Clone Wars included some of the archetypes described above, with the Jedi Obi-Wan Kenobi, Anakin Skywalker, and Ahsoka Tano being the main protagonists, who frequently collaborated with clone trooper Rex to accomplish missions. Rebels, on the other hand, focused specifically on the members of the Ghost crew and their dealings with the budding Galactic Empire, as it was set between Revenge of the Sith and A New Hope.
Filoni went on to detail that the reason for the shift in central characters came from a conversation with George Lucas, as he was still an important and active figure at Lucasfilm.
“When we took this idea in to George, he looked at me, he was like ‘Mmm.’ So Anakin Skywalker is going to be doing this and Obi-Wan Kenobi’s going to be doing this, and we just never presumed that we would be working with those characters,” the producer recalled. “Because my idea was who am I to write Anakin Skywalker?

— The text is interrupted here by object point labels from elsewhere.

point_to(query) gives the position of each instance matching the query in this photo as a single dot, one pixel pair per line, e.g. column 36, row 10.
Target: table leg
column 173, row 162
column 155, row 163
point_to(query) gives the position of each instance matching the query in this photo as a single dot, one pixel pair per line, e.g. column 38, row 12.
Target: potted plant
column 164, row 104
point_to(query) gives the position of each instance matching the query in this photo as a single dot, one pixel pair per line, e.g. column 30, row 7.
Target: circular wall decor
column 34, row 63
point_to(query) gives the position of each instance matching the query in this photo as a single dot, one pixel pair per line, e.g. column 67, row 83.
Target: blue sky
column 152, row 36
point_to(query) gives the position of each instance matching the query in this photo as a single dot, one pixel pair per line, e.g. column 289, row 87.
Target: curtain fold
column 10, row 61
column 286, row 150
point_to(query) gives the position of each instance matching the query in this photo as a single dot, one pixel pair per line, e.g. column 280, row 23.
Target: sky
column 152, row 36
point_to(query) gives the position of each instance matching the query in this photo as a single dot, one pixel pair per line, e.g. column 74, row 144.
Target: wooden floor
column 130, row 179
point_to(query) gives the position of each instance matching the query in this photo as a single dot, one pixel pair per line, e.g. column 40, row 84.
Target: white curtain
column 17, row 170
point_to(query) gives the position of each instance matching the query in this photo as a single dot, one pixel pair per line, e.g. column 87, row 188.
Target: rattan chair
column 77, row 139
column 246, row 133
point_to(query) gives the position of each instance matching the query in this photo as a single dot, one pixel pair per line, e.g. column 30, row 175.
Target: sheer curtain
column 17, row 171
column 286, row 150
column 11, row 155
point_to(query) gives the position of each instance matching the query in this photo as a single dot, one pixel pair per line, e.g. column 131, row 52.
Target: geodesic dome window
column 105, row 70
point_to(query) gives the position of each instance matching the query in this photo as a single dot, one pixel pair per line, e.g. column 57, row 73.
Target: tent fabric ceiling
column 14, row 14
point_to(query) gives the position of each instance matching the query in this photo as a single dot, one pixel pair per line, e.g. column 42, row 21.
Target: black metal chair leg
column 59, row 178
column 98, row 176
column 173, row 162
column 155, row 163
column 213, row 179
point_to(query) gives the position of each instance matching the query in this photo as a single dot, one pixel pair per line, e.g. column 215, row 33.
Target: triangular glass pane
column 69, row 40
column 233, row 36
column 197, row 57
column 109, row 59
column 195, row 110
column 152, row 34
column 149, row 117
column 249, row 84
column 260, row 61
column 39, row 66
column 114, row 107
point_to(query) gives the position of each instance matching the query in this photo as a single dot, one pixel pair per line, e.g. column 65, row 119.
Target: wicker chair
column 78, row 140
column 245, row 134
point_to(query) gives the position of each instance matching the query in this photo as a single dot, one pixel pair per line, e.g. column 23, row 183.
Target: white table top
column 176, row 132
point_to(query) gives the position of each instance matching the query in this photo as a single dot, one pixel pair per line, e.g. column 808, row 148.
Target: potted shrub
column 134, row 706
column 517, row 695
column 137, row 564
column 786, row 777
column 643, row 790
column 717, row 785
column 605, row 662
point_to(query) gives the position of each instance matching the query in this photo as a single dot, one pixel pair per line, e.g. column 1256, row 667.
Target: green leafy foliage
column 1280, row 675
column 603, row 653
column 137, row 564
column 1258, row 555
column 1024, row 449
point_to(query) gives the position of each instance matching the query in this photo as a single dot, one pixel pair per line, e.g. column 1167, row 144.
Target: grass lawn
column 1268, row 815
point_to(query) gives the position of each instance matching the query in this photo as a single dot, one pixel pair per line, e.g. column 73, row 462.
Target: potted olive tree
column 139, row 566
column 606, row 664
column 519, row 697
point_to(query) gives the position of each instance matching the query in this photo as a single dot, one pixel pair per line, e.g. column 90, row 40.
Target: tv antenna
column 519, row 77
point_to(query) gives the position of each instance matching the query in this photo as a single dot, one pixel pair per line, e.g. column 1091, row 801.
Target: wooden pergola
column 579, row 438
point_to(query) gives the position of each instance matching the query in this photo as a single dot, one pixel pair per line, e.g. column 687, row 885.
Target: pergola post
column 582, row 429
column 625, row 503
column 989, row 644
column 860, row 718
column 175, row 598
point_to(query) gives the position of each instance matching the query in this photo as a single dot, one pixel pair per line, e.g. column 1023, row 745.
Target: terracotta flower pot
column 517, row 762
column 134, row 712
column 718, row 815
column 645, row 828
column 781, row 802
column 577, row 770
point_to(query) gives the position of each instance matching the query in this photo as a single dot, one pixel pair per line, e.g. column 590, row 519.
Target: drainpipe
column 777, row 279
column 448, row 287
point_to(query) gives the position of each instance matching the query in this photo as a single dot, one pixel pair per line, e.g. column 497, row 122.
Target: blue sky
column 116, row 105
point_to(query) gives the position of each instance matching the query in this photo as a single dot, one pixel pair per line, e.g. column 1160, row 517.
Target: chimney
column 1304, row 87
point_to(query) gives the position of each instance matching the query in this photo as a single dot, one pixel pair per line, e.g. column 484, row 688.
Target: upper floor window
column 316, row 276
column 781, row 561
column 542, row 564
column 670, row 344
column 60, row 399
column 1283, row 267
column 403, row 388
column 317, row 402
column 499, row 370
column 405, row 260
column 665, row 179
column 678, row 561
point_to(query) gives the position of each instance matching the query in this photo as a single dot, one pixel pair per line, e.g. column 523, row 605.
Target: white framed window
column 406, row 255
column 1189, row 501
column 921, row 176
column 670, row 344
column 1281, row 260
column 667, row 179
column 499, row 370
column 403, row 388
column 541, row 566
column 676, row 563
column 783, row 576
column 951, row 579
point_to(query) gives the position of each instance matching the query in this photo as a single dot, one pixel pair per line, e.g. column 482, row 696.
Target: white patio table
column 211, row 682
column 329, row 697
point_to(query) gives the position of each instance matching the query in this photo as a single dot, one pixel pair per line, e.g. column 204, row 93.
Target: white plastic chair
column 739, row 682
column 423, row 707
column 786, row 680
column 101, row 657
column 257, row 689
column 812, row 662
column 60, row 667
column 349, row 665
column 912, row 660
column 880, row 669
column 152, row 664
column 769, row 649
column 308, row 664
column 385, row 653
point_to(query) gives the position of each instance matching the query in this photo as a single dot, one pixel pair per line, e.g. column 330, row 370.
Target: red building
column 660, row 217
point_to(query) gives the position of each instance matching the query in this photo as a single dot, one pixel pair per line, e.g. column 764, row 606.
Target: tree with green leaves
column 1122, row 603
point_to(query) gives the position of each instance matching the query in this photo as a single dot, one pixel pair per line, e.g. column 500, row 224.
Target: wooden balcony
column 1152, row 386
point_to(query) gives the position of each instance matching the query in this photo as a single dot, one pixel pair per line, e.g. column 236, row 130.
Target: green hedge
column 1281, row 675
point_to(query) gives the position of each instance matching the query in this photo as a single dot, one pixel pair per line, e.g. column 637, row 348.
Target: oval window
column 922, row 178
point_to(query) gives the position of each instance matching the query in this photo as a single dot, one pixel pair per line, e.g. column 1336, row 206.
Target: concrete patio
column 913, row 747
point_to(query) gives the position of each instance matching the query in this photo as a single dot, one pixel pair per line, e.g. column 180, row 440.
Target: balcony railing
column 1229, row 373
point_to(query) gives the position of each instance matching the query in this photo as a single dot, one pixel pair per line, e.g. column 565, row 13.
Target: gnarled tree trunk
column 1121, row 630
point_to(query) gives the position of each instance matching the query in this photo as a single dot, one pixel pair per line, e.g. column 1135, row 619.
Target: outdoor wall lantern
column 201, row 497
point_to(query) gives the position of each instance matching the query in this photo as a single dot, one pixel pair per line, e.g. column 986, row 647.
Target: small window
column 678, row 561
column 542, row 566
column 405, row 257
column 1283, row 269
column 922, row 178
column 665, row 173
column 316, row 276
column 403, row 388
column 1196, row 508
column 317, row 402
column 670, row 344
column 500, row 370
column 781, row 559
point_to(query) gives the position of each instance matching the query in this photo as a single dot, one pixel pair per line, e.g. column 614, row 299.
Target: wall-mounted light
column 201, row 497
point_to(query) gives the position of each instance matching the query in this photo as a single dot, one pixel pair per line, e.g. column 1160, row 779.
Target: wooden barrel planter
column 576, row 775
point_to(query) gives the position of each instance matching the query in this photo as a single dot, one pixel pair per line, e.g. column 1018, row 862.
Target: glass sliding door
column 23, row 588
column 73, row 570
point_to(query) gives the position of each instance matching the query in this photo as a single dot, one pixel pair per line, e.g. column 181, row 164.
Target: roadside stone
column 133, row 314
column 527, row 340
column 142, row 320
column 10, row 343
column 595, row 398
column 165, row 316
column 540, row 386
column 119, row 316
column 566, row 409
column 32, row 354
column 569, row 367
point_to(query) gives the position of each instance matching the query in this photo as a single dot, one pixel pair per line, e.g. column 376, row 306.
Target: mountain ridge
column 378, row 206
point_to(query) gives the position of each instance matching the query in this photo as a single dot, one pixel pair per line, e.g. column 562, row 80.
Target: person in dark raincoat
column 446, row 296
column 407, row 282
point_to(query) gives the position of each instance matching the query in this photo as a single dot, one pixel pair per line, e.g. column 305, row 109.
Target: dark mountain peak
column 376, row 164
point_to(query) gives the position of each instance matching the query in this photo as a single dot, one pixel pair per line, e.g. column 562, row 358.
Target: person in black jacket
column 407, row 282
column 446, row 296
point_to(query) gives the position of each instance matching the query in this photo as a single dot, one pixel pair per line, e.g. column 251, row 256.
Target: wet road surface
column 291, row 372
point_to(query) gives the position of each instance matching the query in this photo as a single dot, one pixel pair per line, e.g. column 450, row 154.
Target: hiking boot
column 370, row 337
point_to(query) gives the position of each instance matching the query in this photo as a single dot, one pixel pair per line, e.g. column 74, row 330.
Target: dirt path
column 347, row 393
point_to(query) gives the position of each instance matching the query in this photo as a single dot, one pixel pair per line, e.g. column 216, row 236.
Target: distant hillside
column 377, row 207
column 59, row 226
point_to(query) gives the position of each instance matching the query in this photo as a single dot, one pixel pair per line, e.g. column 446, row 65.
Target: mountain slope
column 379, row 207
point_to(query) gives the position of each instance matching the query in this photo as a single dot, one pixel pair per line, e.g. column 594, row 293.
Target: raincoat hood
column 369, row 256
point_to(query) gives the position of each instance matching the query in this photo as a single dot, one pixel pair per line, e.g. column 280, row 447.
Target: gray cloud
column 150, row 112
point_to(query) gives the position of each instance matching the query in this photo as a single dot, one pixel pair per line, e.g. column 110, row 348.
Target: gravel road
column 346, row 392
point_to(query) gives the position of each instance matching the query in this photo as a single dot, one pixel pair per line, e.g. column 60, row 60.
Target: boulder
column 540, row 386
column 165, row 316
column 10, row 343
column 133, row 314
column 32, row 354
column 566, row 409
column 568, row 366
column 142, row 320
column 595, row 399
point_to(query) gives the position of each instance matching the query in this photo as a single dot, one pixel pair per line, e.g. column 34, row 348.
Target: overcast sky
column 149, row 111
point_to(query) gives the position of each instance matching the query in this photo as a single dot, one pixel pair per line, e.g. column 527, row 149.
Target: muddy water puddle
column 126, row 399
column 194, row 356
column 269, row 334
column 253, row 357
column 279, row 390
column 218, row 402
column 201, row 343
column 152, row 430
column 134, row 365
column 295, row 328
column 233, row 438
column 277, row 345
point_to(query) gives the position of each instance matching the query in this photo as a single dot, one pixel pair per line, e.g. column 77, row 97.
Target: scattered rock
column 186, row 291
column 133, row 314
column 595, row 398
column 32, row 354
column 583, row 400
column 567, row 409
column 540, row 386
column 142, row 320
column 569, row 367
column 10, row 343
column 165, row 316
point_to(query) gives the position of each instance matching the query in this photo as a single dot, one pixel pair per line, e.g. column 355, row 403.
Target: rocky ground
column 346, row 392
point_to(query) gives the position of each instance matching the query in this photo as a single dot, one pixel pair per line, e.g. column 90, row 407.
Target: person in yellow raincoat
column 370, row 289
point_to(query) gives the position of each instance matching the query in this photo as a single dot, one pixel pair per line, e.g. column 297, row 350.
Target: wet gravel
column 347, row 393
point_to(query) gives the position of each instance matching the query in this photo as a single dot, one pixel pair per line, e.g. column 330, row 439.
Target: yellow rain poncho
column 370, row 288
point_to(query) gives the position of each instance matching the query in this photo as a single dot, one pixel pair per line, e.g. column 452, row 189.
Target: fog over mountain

That’s a hugely important character. But George was like, ‘Well, I’m going to teach you all about this.’ And he did. So we wound up with the show we did under his direction.”
Fans will have to wait until this fall to see the dynamic of Filoni’s new animated series, Star Wars Resistance, when it debuts this fall. In 2019, Star Wars: The Clone Wars will return to Disney’s upcoming streaming platform, having previously been canceled without being granted an organic ending.